The hackathon gathering, which might best be described as a combined academic symposium, high school science fair, and slumber party all, was a model of interdisciplinary collaboration and discussion: ideas flew across whiteboards while techno music pulsed through the atrium of the Media Lab. Local undergraduates learned how milk is extracted from the human body. Mothers from a variety of backgrounds talked about their frustration with noisy pumps, cumbersome tubing, and being relegated to dirty bathrooms to pump. Naomi Bar-Yam, Executive Director of Mothers’ Milk Bank Northeast, tutored engineers on the requirements for pasteurizing donated milk. Lactation consultants learned about industrial design. Additional ideas were crowd-sourced: contributions from around the world poured into the Breast Pump Hackathon website. 
On the second day, participants gathered to hear proposals from nearly a dozen small teams. Creative ideas abounded: most of them so achingly better in their conception than what is currently available to women that one wonders why they are not already on the market. Hands-free operation was a key part of many proposals. (The current dominant model, the Medela Pump in Style, requires users to hold bottles with both hands while sitting still, upright, and alert—hands-free bras are available but still restrict movement). There is currently nothing on the market that can solve the social challenge of either performing one’s job in public or supervising young children in private while strapped to an electric milking machine. 
Cloaking the distinctive groan of the pump mechanism, as well as improving the physical interface between the body and the machine, were problems addressed by more than one group. The winning proposal, “Mighty Mom Utility Belt,” answered a variety of user concerns: it would be truly hands-free, easy to clean, and would also track data. “Second Nature” emphasized discretion and offered a compression-based milking system. “PumpIO” offered software as a solution: using an iPhone, lactating mothers might track the chemical composition of their milk and connect with experts offsite.

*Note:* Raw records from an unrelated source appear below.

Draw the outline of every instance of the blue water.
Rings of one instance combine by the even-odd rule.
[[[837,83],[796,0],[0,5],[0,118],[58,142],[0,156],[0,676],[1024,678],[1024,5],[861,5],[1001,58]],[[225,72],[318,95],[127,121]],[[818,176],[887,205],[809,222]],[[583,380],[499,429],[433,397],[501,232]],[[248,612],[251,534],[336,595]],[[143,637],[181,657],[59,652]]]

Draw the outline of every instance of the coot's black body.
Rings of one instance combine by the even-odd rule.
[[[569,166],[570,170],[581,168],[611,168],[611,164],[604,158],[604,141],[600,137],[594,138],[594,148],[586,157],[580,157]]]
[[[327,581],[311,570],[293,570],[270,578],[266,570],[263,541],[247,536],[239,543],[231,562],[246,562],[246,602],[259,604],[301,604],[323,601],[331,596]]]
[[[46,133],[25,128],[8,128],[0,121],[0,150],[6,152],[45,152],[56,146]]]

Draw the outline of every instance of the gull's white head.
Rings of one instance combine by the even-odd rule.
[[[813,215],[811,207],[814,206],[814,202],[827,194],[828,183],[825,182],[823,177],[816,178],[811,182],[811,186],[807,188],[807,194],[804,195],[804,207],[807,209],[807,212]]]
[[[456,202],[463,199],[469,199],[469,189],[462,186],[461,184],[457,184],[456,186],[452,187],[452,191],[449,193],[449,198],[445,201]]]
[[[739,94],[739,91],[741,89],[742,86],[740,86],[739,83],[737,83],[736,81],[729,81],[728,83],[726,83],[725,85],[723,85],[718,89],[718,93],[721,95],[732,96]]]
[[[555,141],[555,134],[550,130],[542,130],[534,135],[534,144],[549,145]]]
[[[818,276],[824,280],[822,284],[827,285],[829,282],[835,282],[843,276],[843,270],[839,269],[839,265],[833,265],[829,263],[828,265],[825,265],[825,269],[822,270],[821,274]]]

The “Milk Pod” team envisioned dotting the American streetscape with enclosed hi-tech lactation pods—which they very properly stopped short of calling pumping stations. 
A better designed breast pump would undoubtedly improve quality of life for the many thousands of women who choose to express milk for their infants. Perhaps it was only to be expected that hackathon competitors chose to focus on gadgetry and data management, rather than expanded caregiving options for mothers—the former are the easiest solution to dream up on short notice, require no political will or structural changes, and are also the most manageable to present in verbal and video form, as required by the organizers. Yet the organizers had explicitly suggested “a better maternal leave policy” as a possible hack, and the lack of uniform, generous leave policies in the American workplace is surely the underlying culprit in the United States’ abysmal breastfeeding rates. So, why the reliance on gadgetry? Why no quest for an app which tracks employer compliance with FMLA, or registers the number of mothers and children who encounter difficulty accessing health care providers and lactation counselors each day, sending the result simultaneously to the White House and The New York Times? 
The MIT hackathon was a brilliant opening move, and the start of a larger conversation about mothers and new technology. As a design community, though, we need to be vigilant about the perils of becoming fixated on the gadget. The breast pump can be understood as a mechanical stand-in for the baby, which may explain why it is so despised, even as it liberates nursing mothers from the need to stay home with their infants. Even the best designed of such machines bears a strange resemblance to an inversion of the mother surrogates which psychologist Harry Harlow famously used in his experiments on the nature of mammalian love in the 1950s. Harlow’s “wire mother” findings are now outmoded. Yet the idea of the wire baby is alive and well, and it may even go wireless.